Imagine “Freedom” as a parabola whose axis of symmetry finds Bey rocketing between the bodacious glamazon grrl power of En Vogue’s “Free Your Mind” and the kickassrootswomanism of Bessie Smith’s “Do Your Duty” — plus, it’s where you’ll find this Lemonade stand’s hot-to-def Kendrick Lamar verse to boot. The Weeknd cameo “6 Inch” includes the most deft, dark, and gangsta interpolation of an Isaac Hayes sample since Public Enemy’s “Black Steel in the Hour of Chaos” all the way back in ’88. (Let’s also take a sec and note that both of these 2015-winning insurgents turning up on Bey and Yeezy’s contemporaneous sniper attacks shows us whom this zeitgeist really belongs to.)

Students of history and R&B vocalese should love the polyfluent and elastic liberties Bey routinely takes in her songs now, character-acting and code-switching like t’aint nobody’s business if she do. As SNL astutely noted, Bey got rhetorically Blacker when Black Lives Matter become the movement-meme du jour. Vocally this means she’s actually become more effusively Southern: in slang, dialect, and jokes. Anybody who didn’t crack several grins first time they heard “Formation” may need their funny bones reset.

For a black woman from Texas to fully access her Mason-Dixon-derived privileges means she’s got hella interpretive options, running from syrup-slurred trap-house queen to go-for-baroque opera-house royalty and obviously relishing the trickster gaminess of it all.
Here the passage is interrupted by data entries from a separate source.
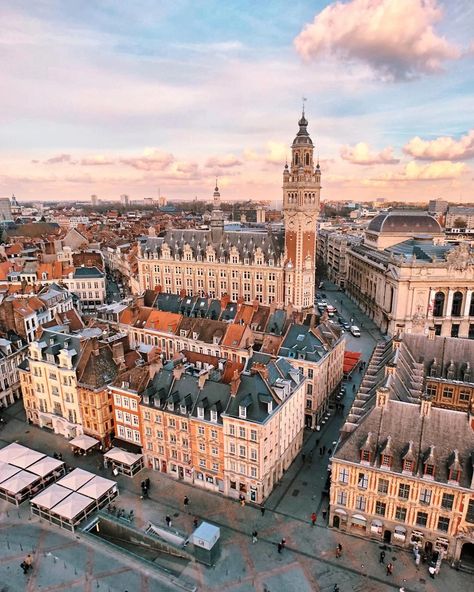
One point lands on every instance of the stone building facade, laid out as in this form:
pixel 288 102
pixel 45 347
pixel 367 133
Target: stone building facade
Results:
pixel 406 279
pixel 255 265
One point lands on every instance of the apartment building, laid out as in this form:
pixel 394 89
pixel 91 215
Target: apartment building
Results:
pixel 88 284
pixel 12 353
pixel 406 279
pixel 203 420
pixel 49 384
pixel 404 476
pixel 252 264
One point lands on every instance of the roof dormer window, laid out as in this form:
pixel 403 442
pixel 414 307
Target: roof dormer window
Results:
pixel 429 470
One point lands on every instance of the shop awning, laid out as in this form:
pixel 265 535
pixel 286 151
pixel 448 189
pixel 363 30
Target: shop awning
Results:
pixel 83 442
pixel 351 359
pixel 75 479
pixel 121 456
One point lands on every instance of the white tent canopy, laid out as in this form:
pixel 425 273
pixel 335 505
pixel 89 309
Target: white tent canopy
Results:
pixel 51 496
pixel 7 471
pixel 97 487
pixel 83 442
pixel 75 479
pixel 45 466
pixel 72 506
pixel 26 459
pixel 122 456
pixel 11 451
pixel 19 482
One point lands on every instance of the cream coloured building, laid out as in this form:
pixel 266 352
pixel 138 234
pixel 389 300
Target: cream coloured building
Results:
pixel 269 267
pixel 406 279
pixel 49 384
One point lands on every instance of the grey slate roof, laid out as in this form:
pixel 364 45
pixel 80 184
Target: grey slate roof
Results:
pixel 443 429
pixel 246 242
pixel 87 272
pixel 419 222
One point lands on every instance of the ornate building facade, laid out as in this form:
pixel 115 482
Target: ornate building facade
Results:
pixel 407 279
pixel 253 265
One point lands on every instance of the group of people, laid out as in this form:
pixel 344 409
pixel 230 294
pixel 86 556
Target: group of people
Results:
pixel 27 564
pixel 145 485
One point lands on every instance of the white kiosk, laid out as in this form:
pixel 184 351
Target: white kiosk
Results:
pixel 206 543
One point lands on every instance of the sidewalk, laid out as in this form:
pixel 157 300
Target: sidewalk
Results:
pixel 307 564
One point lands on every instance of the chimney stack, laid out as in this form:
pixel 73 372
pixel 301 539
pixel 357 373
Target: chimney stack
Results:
pixel 118 353
pixel 235 383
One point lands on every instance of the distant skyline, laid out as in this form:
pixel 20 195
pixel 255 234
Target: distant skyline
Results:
pixel 137 97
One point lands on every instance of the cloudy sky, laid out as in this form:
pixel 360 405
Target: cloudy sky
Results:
pixel 134 97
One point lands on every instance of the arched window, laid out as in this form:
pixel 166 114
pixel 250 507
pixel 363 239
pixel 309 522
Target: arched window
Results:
pixel 471 306
pixel 438 304
pixel 457 304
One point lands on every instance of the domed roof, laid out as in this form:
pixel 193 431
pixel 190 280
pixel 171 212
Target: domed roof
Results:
pixel 302 137
pixel 399 221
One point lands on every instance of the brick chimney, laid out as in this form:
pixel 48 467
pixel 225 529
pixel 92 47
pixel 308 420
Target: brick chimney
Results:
pixel 178 371
pixel 203 376
pixel 118 353
pixel 235 383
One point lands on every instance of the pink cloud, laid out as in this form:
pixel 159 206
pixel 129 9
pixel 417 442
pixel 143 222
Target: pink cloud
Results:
pixel 361 154
pixel 151 160
pixel 414 171
pixel 98 160
pixel 395 37
pixel 60 158
pixel 442 148
pixel 228 161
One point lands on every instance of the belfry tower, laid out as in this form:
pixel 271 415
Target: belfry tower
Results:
pixel 301 193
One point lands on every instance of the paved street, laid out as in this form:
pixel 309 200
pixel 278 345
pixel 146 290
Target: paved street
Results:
pixel 67 562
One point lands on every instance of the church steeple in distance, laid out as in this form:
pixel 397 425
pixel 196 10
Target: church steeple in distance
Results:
pixel 301 194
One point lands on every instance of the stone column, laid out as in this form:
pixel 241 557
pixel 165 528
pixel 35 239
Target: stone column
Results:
pixel 467 303
pixel 431 303
pixel 449 304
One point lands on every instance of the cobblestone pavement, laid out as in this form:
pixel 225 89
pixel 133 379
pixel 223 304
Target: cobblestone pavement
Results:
pixel 65 562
Visually, literarily, choreographically, cinematically, this full accessing of her Southern bona fides shows up in the HBO project as ritual evidence that Bey’s spent her downtime delving into the avant-garde mysticism of black-feminist poetry, novel writing, dance, gallery art, and film — notably Julie Dash’s 1991 Daughters of the Dust. (The New York Times just made the connection explicit.)

Bey’s narration of Somalian poet Warsan Shire‘s work in the video (and not the album) is another resonant example. Expect the BeyHive’s warp-speed cadre of Black academic scholar-aesthetes to exegete the full outlier reference guide for the rest of us in the coming weeks, days, or within nanoseconds, even. Lemonade affirms that Bey — as we dug with the cop-taunting “Formation” video, her Panther-powered Super Bowl takeover, and her short doc on Black men — is deploying visual media to render her race politics explicit and show her feminism as forevermore steeped in ancient wisdom and ideas gleaned from heady modern texts. Lemonade the album, however, is out to sonorously suck you into its gully gravitational orbit the old fashioned way, placing the burden of conjuration on its steamy witches’ brew of beats, melodies, and heavy-hearted-to-merry-pranksterish vocal seductions. In her mastery of carnal and esoteric mysteries, Queen Bey raises the spirits, sizzles the flesh, and rallies her troops.